Kenya Sevens skipper Andrew Amonde is now at the crossroad of his international career after the 2020 Tokyo Olympics were postponed by one year.
The Games were due from July 24 to August 9 in the Japanese capital city but have been pushed to July 23 to August 8 next year as the world continues to battle the spread of the novel coronavirus.
Amonde, who will be turning 37 on December 25, was planning to hang his boots in style after the 2020 Tokyo Olympic Games this July-August.
“I never thought the games would be pushed back by one year. I am now waiting to see how things unfold as I consult my people on what next,” said Amonde, who is keen on captaining the Kenya Sevens for the second time at the Olympics.
“People are telling me to hang around for one more year.”
Amonde and his Kenya Sevens mates had self-quarantined for 14 days ending their isolation on Wednesday last week after returning from the World Rugby Sevens Series Las Vegas and Vancouver legs in North America.
“I am happy that we are all fine and I thank God no one has the Covid-19,” said Amonde.
He said it had been hard for him and his colleagues to self-quarantine by virtue of being family people.
Sports Cabinet Secretary Amina Mohamed directed on March 16 that all sportspersons, including coaches and teams support personnel, who had travelled outside the country over the past 14 days, to immediately self-quarantine for two weeks.
This is after the first case of coronavirus was reported in the country on March 13.
Amonde’s sevens journey that started at the George Sevens in South Africa during the 2006/2007 World Rugby Sevens Series, has gone through ups and downs.
He rose from a humble beginning to captain the team to the 2013 Rugby World Cup Sevens semi-finals, the historic 2016 Singapore Sevens title and the 2016 Rio Olympic Games.
Winning the 2016 Singapore Sevens, Kenya’s maiden victory in the World Rugby Sevens could be the highlight of Amonde’s sevens rugby career.
“It was a huge step for us since the hard work that we put in paid off at long last,” he said.
Tossed into the world of rugby right after high school at Kisumu Boys in 2004, Amonde has established himself as an astute all-round player.
He has earned 50 international caps with Kenya Simbas and over 70 matches with Kenya Sevens.
The father of two, who used to play basketball and handball in high school, knows what he wants to do after his playing career.
He wants to coach and plans pursue a World Rugby Level II certification in strength and conditioning either in South Africa or Namibia next year.
Amonde said training was now at a personal level ahead of the next four legs of the World Sevens Series, hopefully later this year.
Already, World Rugby has postpone London Sevens and Paris Sevens to September with Hong Kong and Singapore coming in October.

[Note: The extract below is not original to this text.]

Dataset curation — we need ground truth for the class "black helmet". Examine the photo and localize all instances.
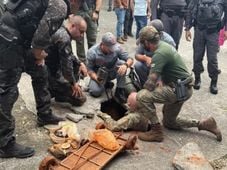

Kenya Sevens have come under heavy criticism over their poor performance despite the return of the senior players, who had stayed away the whole of the previous season.
Kenya has made it to two Cup quarter-finals this season in Cape Town, South Africa and Hamilton, New Zealand.
The team is currently placed 12th in the series standings with 35 points after six legs.
Kenya is only three places above relegation in the 17-team Series where New Zealand top with 115 points followed by South Africa and Fiji with 104 and 83 points respectively.
Kenya Sevens only managed nine points from the previous legs of Las Vegas and Vancouver where they finished 14th and 12th respectively.